4. The number of married couples is—and this is pasted in from the website, the one you read—Research participants were 54 married couples who were given the Dyadic Adjustment Scale (DAS) and the ButterfliesAgain™ compatibility profile. Duration of marriage ranged from 4 to 22 years and age of the participants ranged from 28 to 57.

5. Answered above (3 and 4). I hired an associate and my colleague trained him in recruiting a random sample as per above.

James, I will end with a little story (I love stories!) A lady goes into a butcher shop and is examining a fresh chicken with over-the-top detail.

She is looking into every crevice and crease, only stopping short of taking out a magnifying glass. Finally, the butcher asks her, “Could you pass that kind of examination yourself?”

The moral of this little yarn, at least the one I would like you to get, is that I have been open, my data is open, the test works and so do I.

How ‘bout ending on a positive note? It would be nice of you to find some positive points to make so that your readers have that part of your wisdom to consider as well. There must be something in the many exchanges we've had that you can go positive on!

Warm regards, Joel

(And this time, I will try even harder
to fight the temptation to keep this up!)

Fernando Ardenghi

Great debate Dr. Houran!

You are definitely the Researcher the Online Dating Industry needs.

Kindest Regards,

Fernando Ardenghi.
Buenos Aires.
[email protected]

James Houran

Dear Dr. Block,

Thank you for your time. As a clinician working with couples on issues of accommodation and hope, it greatly surprises me that you perceive my questions as "negative" commentary about your website and questionnaire. You invited me to debate you, remember? You said that it inspired you, remember? Well, I do not wish to disappoint. To me, this is all a positive process aimed at informing both consumers and online dating site owners about the merits of your system.

Your system will affect people's lives. It's not a mere academic exercise at some university where the quality of research has no real damaging outcomes per se. Instead, like other services, you portray your service (and perhapos rightly so) as more akin to a "health and human service." This is a more responsible approach to take on the compatibility and matching issue -- and I happen to agree with it. This is why the methods used to develop systems should be top quality.

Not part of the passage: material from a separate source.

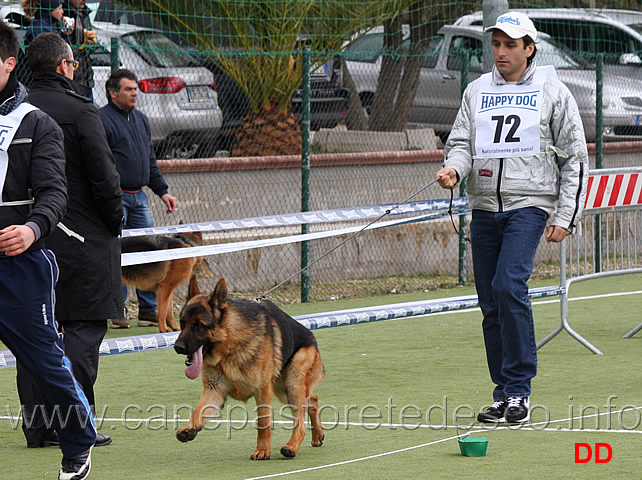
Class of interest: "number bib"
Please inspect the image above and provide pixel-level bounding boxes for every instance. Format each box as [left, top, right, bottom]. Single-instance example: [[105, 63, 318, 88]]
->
[[475, 66, 557, 157]]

As I stated in a peer-reviewed journal article assessing the psychometric merits of eHarmony's questionnaire (it has few merits): the prospect that millions of singles are making life-changing decisions based on compatibility tests that are not scientifically sound is a sobering one. Indeed, medical patients would not take a drug that has not been approved by the FDA (unless they are desperate) and likewise people looking for relationships should not so willingly trust online psychological tests and matching systems that have not been independently proven to meet professional testing standards.

Unfortunately, the information on your website and your responses above strongly suggest that your system does not meet professional testing standards and should be avoided at present by both consumers and online dating site owners. Your differentiators are also illusory -- there are several matching systems already in the market (and have been for years) that exceed the psychometric quality of eHarmony's approach and yet are brief and have strong face validity to consumers. Moreover, Dr. Neil Clark Warren at eHarmony was also a clinician and their suite of products was been expanded some time ago to include "clinical" support/educational materials to complement their matching process. They also talk about the quirks of relationship maintenance (not well, but they do).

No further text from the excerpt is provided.